# I feel like I'm having a complete breakdown



## Rosa (Apr 13, 2006)

i just can't stop crying...this past week or so has been another hard time-more freakin depression. Yesterday I started to come out of it. Tonight I was suppose to be Rabbi's guest at the Community Seder so I got all dressed up...drove there,,, only to find out my name wasn't even on the list...i wanted to die!!!!!!!!!!!! all the people were pushing towards the front to see where they were sitting and there i was just standing there seeing my name was missing. I couldn't get out of the building fast enough-the tears started and I could barely drive home cause i was crying so much. now i'm back where I was just days ago-crying and overwhelmed. I can't begin to tell you how sick and tired i am with my self....why do i have to be like this??? why can't i be like everyone else with normal problems?? i feel like i'm watching my mind go and theres nothing i can do but watch.  does anybody have any ideas on what i should do now?
Rosa


----------



## Halo (Apr 13, 2006)

Hi Rosa,

I am very sorry to hear about the overwhelming hard time that you are having. I can relate to you completely.

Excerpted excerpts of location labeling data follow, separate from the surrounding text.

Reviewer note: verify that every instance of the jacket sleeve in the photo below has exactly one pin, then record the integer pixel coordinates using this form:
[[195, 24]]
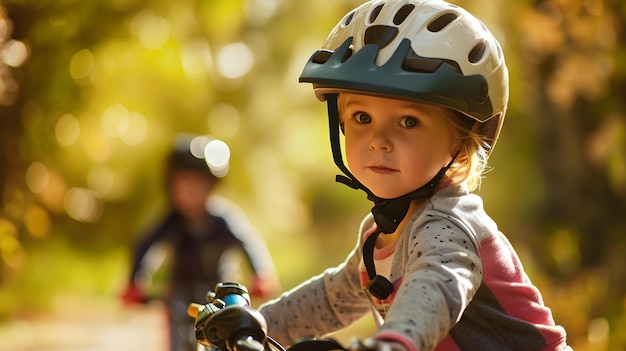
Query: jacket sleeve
[[442, 272], [141, 248]]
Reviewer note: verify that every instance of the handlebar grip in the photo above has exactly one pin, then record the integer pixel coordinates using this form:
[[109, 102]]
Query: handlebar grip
[[247, 343], [194, 309]]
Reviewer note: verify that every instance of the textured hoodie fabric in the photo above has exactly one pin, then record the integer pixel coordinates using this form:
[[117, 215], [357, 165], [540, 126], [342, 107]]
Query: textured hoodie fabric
[[459, 285]]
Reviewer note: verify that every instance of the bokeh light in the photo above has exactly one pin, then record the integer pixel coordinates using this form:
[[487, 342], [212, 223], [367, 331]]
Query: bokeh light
[[217, 157], [83, 205], [81, 64], [235, 60]]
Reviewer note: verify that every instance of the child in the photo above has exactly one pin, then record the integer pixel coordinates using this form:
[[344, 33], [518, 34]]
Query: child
[[419, 88], [198, 230]]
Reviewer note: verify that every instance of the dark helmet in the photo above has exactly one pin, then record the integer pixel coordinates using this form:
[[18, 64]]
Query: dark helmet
[[200, 153]]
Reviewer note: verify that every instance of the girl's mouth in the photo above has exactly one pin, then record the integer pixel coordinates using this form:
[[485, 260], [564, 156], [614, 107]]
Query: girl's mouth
[[381, 169]]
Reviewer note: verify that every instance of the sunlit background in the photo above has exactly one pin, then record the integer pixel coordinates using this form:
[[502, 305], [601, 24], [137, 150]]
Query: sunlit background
[[92, 94]]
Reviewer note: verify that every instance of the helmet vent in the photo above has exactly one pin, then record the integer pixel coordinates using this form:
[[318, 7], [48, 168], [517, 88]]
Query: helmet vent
[[375, 13], [477, 52], [441, 22], [349, 18], [403, 13]]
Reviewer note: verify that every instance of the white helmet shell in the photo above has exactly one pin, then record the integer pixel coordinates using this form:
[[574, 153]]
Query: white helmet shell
[[437, 32]]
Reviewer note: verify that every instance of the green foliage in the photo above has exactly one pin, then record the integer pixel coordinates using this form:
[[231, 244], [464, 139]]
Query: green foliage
[[107, 84]]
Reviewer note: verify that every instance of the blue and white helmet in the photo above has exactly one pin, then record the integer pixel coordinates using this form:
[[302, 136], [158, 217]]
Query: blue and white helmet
[[428, 51]]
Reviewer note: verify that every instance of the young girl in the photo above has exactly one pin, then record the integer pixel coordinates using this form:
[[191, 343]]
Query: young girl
[[419, 88]]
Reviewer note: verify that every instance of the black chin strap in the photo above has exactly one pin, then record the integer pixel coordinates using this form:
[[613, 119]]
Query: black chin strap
[[388, 213]]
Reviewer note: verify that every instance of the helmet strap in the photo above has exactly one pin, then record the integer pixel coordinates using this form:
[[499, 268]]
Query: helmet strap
[[388, 213]]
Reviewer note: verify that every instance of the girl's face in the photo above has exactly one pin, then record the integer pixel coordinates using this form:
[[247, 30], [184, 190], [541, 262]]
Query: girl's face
[[392, 146]]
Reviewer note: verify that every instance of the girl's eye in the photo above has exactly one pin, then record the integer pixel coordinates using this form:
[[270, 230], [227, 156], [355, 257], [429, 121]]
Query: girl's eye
[[409, 122], [362, 118]]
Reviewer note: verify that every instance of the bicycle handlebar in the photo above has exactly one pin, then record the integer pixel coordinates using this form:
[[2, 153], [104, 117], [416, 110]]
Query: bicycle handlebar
[[229, 323]]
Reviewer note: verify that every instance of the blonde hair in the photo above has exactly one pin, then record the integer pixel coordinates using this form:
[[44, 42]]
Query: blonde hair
[[471, 162]]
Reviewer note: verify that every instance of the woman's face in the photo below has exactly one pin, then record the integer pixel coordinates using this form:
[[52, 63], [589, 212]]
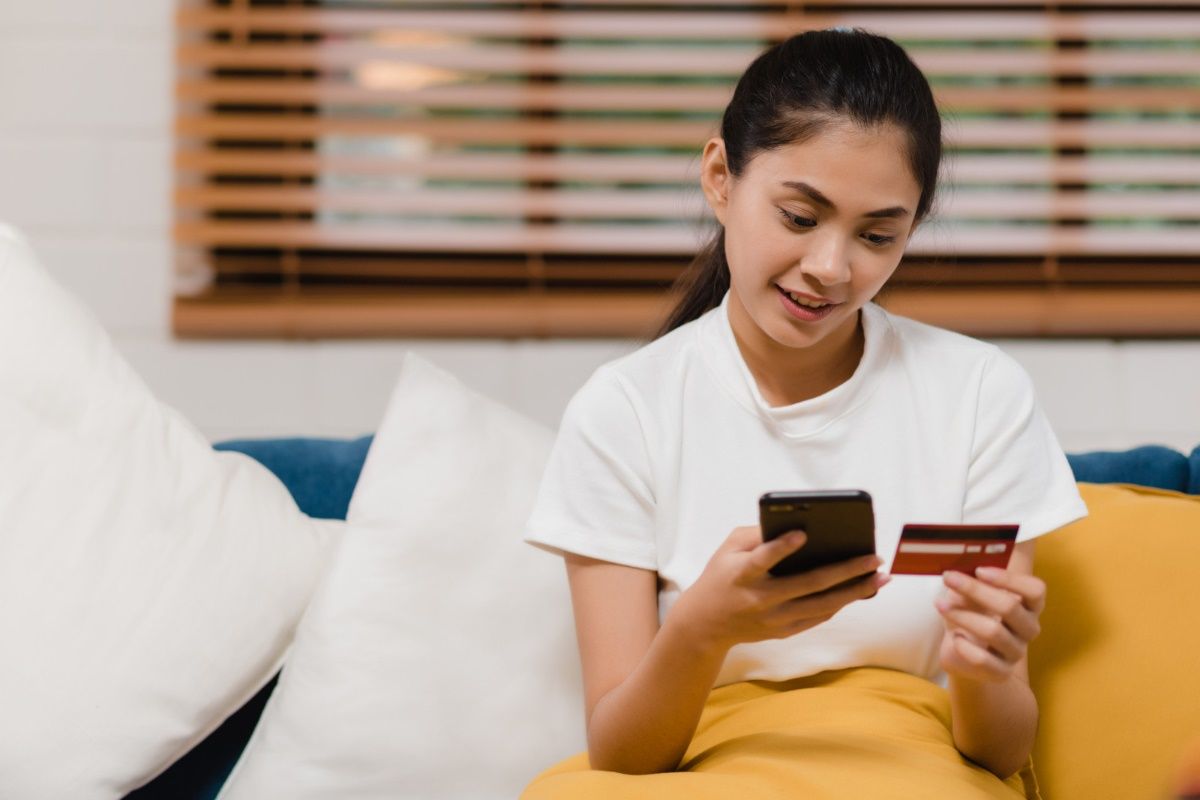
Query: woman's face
[[813, 230]]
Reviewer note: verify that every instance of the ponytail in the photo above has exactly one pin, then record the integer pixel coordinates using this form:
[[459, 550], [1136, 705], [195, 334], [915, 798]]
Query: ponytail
[[701, 287]]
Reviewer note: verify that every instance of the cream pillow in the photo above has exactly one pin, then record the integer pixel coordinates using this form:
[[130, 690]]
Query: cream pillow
[[148, 584], [438, 656]]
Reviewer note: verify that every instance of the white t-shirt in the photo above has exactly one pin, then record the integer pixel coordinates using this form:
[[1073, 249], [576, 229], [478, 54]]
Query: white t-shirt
[[665, 451]]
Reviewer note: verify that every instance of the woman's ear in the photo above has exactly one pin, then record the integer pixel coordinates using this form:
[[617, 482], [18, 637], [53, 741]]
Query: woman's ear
[[714, 178]]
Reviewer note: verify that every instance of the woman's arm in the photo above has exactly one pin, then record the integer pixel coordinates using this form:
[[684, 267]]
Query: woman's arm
[[646, 686], [990, 620]]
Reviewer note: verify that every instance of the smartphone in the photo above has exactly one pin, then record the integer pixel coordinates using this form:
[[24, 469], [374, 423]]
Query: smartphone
[[840, 524]]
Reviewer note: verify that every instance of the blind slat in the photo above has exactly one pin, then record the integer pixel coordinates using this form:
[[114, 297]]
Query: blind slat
[[543, 145]]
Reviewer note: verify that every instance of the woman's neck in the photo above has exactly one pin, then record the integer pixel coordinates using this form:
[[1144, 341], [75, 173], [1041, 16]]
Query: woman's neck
[[787, 376]]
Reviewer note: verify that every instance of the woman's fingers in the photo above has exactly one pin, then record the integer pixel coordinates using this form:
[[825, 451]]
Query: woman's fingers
[[970, 659], [829, 601], [823, 578], [987, 631], [771, 553], [1031, 589], [1008, 608]]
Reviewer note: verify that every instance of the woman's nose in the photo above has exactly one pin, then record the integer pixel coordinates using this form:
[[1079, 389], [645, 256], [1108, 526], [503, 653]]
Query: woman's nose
[[827, 260]]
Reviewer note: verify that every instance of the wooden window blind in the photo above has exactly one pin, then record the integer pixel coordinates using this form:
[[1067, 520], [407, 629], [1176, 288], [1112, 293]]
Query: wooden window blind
[[390, 168]]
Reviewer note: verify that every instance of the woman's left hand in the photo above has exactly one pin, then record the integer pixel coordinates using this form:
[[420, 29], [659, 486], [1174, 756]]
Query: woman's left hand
[[990, 620]]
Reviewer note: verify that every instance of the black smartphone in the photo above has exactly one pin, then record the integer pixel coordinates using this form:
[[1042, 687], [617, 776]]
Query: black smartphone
[[840, 525]]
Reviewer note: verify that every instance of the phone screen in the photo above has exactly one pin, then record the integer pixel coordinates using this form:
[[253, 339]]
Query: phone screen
[[840, 525]]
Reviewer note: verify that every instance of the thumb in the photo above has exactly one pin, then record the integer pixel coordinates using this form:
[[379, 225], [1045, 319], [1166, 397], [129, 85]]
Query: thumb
[[742, 540]]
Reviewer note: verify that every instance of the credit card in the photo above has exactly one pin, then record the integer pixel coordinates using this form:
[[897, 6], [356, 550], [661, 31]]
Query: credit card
[[934, 549]]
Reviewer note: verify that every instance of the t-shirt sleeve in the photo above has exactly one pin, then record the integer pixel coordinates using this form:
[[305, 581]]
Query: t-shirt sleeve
[[1018, 473], [597, 498]]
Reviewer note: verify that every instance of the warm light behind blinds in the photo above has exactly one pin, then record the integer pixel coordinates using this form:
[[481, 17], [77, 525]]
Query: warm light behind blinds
[[525, 168]]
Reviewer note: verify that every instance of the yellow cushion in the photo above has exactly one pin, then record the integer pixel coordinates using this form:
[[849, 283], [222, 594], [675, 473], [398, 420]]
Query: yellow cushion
[[1116, 669]]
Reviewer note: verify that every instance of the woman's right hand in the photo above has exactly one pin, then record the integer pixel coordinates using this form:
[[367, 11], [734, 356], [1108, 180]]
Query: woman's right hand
[[737, 600]]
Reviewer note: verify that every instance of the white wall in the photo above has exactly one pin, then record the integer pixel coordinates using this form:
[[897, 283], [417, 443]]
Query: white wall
[[85, 170]]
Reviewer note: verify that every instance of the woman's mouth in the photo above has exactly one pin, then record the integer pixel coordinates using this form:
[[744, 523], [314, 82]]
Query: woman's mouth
[[805, 308]]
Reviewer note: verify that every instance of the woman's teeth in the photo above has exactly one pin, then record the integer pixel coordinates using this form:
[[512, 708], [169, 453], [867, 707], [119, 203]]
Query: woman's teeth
[[807, 304]]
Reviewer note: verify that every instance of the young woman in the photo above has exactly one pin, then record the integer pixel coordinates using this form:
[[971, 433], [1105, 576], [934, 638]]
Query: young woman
[[707, 677]]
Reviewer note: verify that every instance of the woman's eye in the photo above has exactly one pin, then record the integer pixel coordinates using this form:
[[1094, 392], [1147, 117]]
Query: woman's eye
[[797, 222]]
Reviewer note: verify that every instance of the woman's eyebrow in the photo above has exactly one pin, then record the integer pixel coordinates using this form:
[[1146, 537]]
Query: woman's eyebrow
[[811, 192]]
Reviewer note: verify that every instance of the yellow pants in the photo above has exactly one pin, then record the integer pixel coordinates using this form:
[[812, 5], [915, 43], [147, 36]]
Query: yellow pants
[[849, 734]]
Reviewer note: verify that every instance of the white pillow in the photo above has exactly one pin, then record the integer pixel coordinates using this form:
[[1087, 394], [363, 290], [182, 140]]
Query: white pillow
[[148, 584], [438, 657]]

I can only offer my suggestion of what I would do. First, if you have a therapist, I would call him/her and ask to see them earlier than your next reguarly scheduled appointment. Second, find support either on here or with family/friends and express to them that you don't feel well and you need their support. Asking for help is a big step and so is admitting that you are having a hard time (at least for me it is hard). Third, if you are really feeling bad and are scared for yourself, maybe calling a help line to talk to a real person. There are many different help lines that can be of great use. Fourth, do something for yourself that you enjoy whether it be reading, writing, singing, taking a bath, taking a walk, exercise....anything.

I really don't have any other suggestions or advice but I just listed what I would do and what I have done in the past to get through the hard times.

Take Care and I am here for you if you need to talk.
Nancy


----------



## Cat Dancer (Apr 13, 2006)

Sorry that you're feeling so badly, Rosa. I think Nancy has some very good advice. You have your doggies with you and you can hug on them. I know my pets always make me feel a little better. 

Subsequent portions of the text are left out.